Researchers at the University of California, Berkeley have tested how far large language models (LLMs) have advanced in analyzing and reasoning about language. The study, soon to be published in IEEE Transactions on Artificial Intelligence, suggests that some AI systems can now demonstrate “metalinguistic ability,” a skill previously considered a hallmark of human cognition.
The research was led by Gašper Beguš, an associate professor of linguistics at UC Berkeley. Beguš says that the ability to think about, manipulate, and discuss language structure, known as metalinguistics, has long been seen as uniquely human.
“Our new findings suggest that the most advanced large language models are beginning to bridge that gap,” says Beguš. “Not only can they use language, they can reflect on how language is organized.”

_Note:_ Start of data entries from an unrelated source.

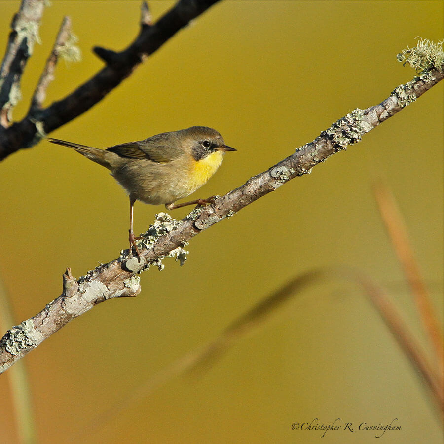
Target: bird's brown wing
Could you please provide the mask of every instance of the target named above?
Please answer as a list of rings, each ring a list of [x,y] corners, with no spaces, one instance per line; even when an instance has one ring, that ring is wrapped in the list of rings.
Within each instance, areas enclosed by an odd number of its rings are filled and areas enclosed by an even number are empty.
[[[152,146],[149,147],[150,149],[147,149],[146,145],[144,146],[144,142],[129,142],[115,145],[107,148],[107,151],[111,151],[121,157],[129,159],[146,159],[157,163],[167,163],[171,161],[171,159],[165,155],[165,150],[162,149],[161,147]],[[161,149],[159,149],[159,148]]]

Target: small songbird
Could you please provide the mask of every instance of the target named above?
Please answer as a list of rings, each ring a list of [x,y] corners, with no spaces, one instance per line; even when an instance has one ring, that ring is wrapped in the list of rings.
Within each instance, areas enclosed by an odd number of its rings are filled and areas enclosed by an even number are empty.
[[[164,204],[173,210],[208,199],[176,204],[206,183],[222,162],[225,145],[216,130],[206,126],[156,134],[144,140],[93,148],[48,138],[54,144],[74,148],[85,157],[104,166],[128,192],[130,198],[130,251],[134,247],[140,256],[133,232],[133,213],[136,200],[153,205]]]

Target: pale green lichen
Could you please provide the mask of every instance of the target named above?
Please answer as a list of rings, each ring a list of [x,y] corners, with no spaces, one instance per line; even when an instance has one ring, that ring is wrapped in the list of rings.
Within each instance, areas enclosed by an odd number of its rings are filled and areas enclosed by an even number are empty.
[[[184,248],[185,245],[188,245],[188,242],[185,242],[182,247],[178,247],[174,250],[172,250],[168,255],[169,258],[174,258],[174,260],[176,262],[179,261],[181,266],[185,263],[185,261],[187,259],[186,255],[189,253],[189,251],[187,251]]]
[[[403,49],[396,56],[398,61],[404,66],[408,63],[418,73],[422,74],[432,69],[443,72],[444,64],[444,40],[437,43],[428,38],[417,37],[416,47]]]
[[[24,350],[35,347],[42,340],[41,333],[34,328],[32,319],[24,321],[11,328],[2,339],[5,349],[11,355],[19,355]]]
[[[364,119],[364,110],[356,108],[323,131],[321,136],[327,136],[337,149],[345,149],[347,145],[360,142],[362,136],[371,128]]]
[[[77,41],[78,37],[74,33],[70,33],[65,44],[57,48],[57,54],[65,62],[79,62],[82,58],[82,52],[76,44]]]
[[[413,79],[404,85],[400,85],[392,91],[390,95],[396,96],[400,106],[407,107],[416,100],[416,95],[413,89],[415,83],[416,79]]]
[[[280,182],[285,182],[290,179],[294,172],[295,170],[292,168],[289,169],[285,165],[279,165],[271,169],[270,175]]]
[[[180,221],[178,221],[172,218],[168,213],[159,213],[156,215],[156,219],[148,228],[148,230],[141,235],[141,238],[137,241],[137,245],[139,248],[149,249],[151,248],[157,241],[160,236],[171,231],[177,229],[181,225]],[[167,255],[168,257],[174,257],[176,261],[179,261],[180,264],[183,265],[186,260],[186,255],[188,252],[185,250],[183,247],[187,244],[178,247],[172,250]],[[120,259],[122,261],[125,261],[126,266],[130,271],[134,272],[141,273],[149,268],[151,265],[155,265],[160,271],[162,271],[165,266],[162,264],[162,260],[165,258],[165,256],[161,256],[150,263],[145,263],[141,262],[140,264],[136,263],[136,260],[138,261],[138,258],[130,258],[127,259],[127,256],[125,252],[128,250],[122,250],[120,252]]]

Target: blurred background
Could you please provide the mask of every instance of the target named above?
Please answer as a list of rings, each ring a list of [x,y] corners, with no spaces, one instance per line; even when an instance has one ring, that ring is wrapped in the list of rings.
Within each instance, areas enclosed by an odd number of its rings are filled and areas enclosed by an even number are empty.
[[[173,4],[150,2],[154,19]],[[19,7],[0,2],[2,49]],[[140,7],[51,2],[14,119],[27,111],[64,15],[83,57],[59,62],[46,104],[101,69],[94,46],[118,50],[132,40]],[[442,38],[443,16],[438,1],[221,2],[51,136],[105,147],[213,127],[238,151],[192,197],[222,195],[410,80],[396,54],[417,36]],[[384,443],[442,442],[441,419],[410,362],[360,289],[340,279],[310,286],[199,377],[173,377],[122,403],[289,280],[334,264],[387,289],[429,350],[372,184],[382,177],[392,189],[442,322],[443,102],[442,82],[346,152],[192,239],[184,266],[166,259],[163,271],[144,273],[137,297],[101,304],[28,355],[38,442],[317,443],[321,432],[292,424],[395,418],[402,429],[386,432]],[[0,175],[0,276],[19,323],[60,295],[67,266],[78,277],[127,248],[128,199],[105,169],[44,141],[7,158]],[[137,203],[135,232],[163,211]],[[2,335],[11,326],[1,327]],[[6,374],[0,392],[0,442],[15,444]],[[375,438],[340,431],[323,439]]]

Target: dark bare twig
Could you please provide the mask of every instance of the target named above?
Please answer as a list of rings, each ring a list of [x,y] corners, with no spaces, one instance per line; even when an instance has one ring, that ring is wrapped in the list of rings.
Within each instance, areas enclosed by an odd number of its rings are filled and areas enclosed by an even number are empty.
[[[313,167],[344,149],[348,145],[359,142],[364,134],[398,112],[443,77],[444,66],[431,70],[423,78],[415,77],[398,87],[379,105],[365,110],[355,110],[323,131],[312,142],[296,149],[294,154],[267,171],[251,178],[239,188],[216,199],[211,205],[193,210],[182,221],[174,223],[164,221],[166,224],[163,225],[162,232],[165,234],[151,243],[148,248],[139,248],[140,263],[136,258],[128,259],[127,257],[121,257],[98,267],[76,281],[78,290],[69,296],[66,292],[62,293],[40,313],[7,332],[0,340],[0,372],[72,319],[97,304],[113,297],[138,294],[140,288],[136,274],[144,266],[158,263],[160,259],[183,247],[191,238],[212,225],[232,216],[291,179],[310,172]]]
[[[29,0],[28,0],[29,1]],[[40,0],[39,0],[40,1]],[[115,52],[103,48],[94,52],[107,66],[83,85],[61,100],[38,111],[8,128],[0,126],[0,160],[38,142],[45,134],[82,114],[101,100],[129,76],[147,56],[151,55],[178,31],[219,0],[179,0],[152,26],[143,9],[140,32],[126,49]]]
[[[34,43],[38,40],[44,7],[44,0],[24,0],[11,24],[12,31],[0,69],[0,125],[3,131],[9,126],[12,108],[20,98],[20,79]]]

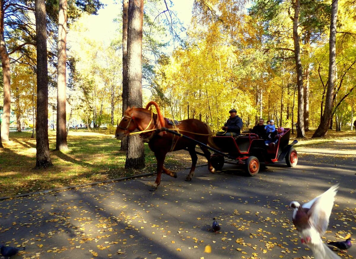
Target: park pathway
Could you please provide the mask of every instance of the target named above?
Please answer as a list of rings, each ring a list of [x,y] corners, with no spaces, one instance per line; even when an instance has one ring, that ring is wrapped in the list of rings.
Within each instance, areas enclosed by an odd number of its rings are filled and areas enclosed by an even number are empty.
[[[356,242],[356,139],[297,149],[295,167],[275,164],[254,177],[202,166],[190,182],[188,170],[163,176],[153,192],[151,176],[2,201],[0,242],[26,246],[14,258],[307,258],[286,207],[339,182],[324,240],[352,233]],[[356,244],[340,254],[356,258]]]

Testing complex linguistic concepts
Beguš and his team fed 120 complex sentences into multiple AI systems, including versions of OpenAI’s ChatGPT (3.5, 4, and o1) and Meta’s Llama 3.1. The models were asked to analyze the sentences, assess specific linguistic properties, and create syntactic trees—visual diagrams used by linguists to map sentence structures.
One example sentence was “Eliza wanted her cast out.” The team wanted to know if the AI could detect the ambiguous meaning: Did Eliza want someone expelled, or did she want a medical cast removed? ChatGPT 3.5, 4, and Llama failed to recognize the ambiguity. OpenAI’s o1 model, which is designed for more complex reasoning, both identified the ambiguity and produced an accurate syntactic diagram.
The team also tested the concept of recursion, a feature of human language described by Noam Chomsky as the ability to embed phrases within other phrases, leading to potentially infinite sentence nesting. In the sentence “The dog that chased the cat that climbed the tree barked loudly,” recursion is present in the nested clauses.
To evaluate recursion, researchers asked the models to identify whether a sample sentence included it, explain which type was used, and extend the sentence with another recursive clause. When prompted with “Unidentified flying objects may have conflicting characteristics,” OpenAI’s o1 detected the recursion—“flying” modifies “objects,” while “unidentified” modifies “flying objects”—diagrammed the structure, and extended it to: “Unidentified recently sighted flying objects may have conflicting characteristics.”
AI models challenge human-only language traits
The researchers concluded that OpenAI’s o1 significantly outperformed the other tested models.
“This is very consequential,” says Beguš. “It means in these models, we have one of the rare things that we thought was human-only.”
The study adds evidence to the debate about whether AI truly “understands” language or merely imitates it. Beguš says the methods his team used could serve as a benchmark for evaluating AI models and separating technical reality from industry hype.
“Everyone knows what it’s like to talk about language,” says Beguš. “This paper creates a nice benchmark or criterion for how the model is doing. It is important to evaluate it scientifically.”